Le metteur en scène Jacques Osinski propose une lecture qui donne vie à Beckett: loin des pantins sans âme, les personnages manifestent une psychologie saisissante qui enrichit le dialogue.
Dès les premiers échanges, le spectacle capte l’attention, mais l’arrivée de Pozzo et Lucky installe des lourdeurs et un ton parfois professoral qui freine le rythme.

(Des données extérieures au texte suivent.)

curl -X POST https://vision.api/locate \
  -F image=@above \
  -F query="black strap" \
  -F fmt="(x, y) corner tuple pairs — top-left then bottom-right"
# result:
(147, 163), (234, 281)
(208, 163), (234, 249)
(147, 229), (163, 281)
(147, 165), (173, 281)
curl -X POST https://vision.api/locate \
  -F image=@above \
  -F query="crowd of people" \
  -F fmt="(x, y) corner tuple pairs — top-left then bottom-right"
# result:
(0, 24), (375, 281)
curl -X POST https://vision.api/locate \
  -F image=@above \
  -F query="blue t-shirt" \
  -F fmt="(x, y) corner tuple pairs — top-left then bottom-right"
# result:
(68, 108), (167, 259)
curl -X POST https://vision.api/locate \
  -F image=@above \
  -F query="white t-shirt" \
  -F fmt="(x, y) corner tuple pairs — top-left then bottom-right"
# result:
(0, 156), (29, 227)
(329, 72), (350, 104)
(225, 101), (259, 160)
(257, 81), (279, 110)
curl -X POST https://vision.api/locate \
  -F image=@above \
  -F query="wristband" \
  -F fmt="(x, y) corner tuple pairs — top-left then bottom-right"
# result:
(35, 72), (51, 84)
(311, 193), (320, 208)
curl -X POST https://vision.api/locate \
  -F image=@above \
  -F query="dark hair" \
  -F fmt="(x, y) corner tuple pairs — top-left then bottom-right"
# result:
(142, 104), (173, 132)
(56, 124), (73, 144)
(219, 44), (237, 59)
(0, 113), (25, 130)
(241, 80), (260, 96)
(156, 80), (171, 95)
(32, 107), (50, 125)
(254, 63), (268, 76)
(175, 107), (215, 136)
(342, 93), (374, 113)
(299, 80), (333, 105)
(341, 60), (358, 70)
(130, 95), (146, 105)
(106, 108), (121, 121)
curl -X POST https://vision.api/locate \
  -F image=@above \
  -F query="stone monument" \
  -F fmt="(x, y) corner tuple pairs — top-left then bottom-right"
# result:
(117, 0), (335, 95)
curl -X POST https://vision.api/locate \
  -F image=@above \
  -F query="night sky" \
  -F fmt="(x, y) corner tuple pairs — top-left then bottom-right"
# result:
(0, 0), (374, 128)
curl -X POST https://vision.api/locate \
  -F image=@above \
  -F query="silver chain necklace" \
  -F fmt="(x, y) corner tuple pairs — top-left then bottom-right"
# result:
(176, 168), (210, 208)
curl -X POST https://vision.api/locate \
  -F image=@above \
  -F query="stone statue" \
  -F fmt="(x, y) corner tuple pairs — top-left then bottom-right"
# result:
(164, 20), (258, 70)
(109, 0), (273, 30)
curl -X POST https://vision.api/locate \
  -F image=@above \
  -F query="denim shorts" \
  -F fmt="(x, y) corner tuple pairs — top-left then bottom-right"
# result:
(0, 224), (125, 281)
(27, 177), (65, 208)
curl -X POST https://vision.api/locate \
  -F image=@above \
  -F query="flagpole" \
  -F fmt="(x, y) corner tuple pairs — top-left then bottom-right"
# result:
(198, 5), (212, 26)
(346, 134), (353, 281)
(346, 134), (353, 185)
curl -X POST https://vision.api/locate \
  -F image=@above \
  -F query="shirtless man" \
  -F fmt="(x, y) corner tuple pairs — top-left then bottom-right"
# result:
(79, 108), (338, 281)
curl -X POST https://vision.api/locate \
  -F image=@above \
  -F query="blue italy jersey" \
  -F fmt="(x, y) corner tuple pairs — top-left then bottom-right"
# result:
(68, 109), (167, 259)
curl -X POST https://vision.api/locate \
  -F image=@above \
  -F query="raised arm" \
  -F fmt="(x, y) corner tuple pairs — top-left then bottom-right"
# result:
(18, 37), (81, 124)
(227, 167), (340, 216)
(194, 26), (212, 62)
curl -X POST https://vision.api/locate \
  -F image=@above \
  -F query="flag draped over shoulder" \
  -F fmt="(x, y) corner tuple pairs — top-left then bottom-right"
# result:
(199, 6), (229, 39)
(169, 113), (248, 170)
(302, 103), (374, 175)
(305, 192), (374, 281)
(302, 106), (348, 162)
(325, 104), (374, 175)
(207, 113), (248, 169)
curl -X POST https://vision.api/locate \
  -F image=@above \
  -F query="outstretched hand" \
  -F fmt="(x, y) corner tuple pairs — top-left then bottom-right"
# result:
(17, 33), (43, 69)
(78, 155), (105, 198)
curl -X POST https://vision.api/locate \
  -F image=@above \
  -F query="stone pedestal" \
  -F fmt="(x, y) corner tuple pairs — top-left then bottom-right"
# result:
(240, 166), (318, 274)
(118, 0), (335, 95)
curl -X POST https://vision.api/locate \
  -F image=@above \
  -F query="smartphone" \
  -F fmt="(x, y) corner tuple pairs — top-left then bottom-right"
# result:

Beckett, mystère et limites des caricatures
La pièce se déploie dans un décor austère où deux clochards attendent Godot, une attente qui met en lumière la quête de sens au cœur de la pièce.
Les porteurs de la caricature, Pozzo et Lucky, dessinent des profils exagérés: Beckett reste économe des clés, et cette lecture peut parfois manquer d’énergie.
Pour autant, l’expérience demeure fascinante: voir Lavant sur scène rappelle pourquoi cette œuvre traverse les décennies, et pourquoi il faut la voir au Théâtre de l’Atelier à Paris.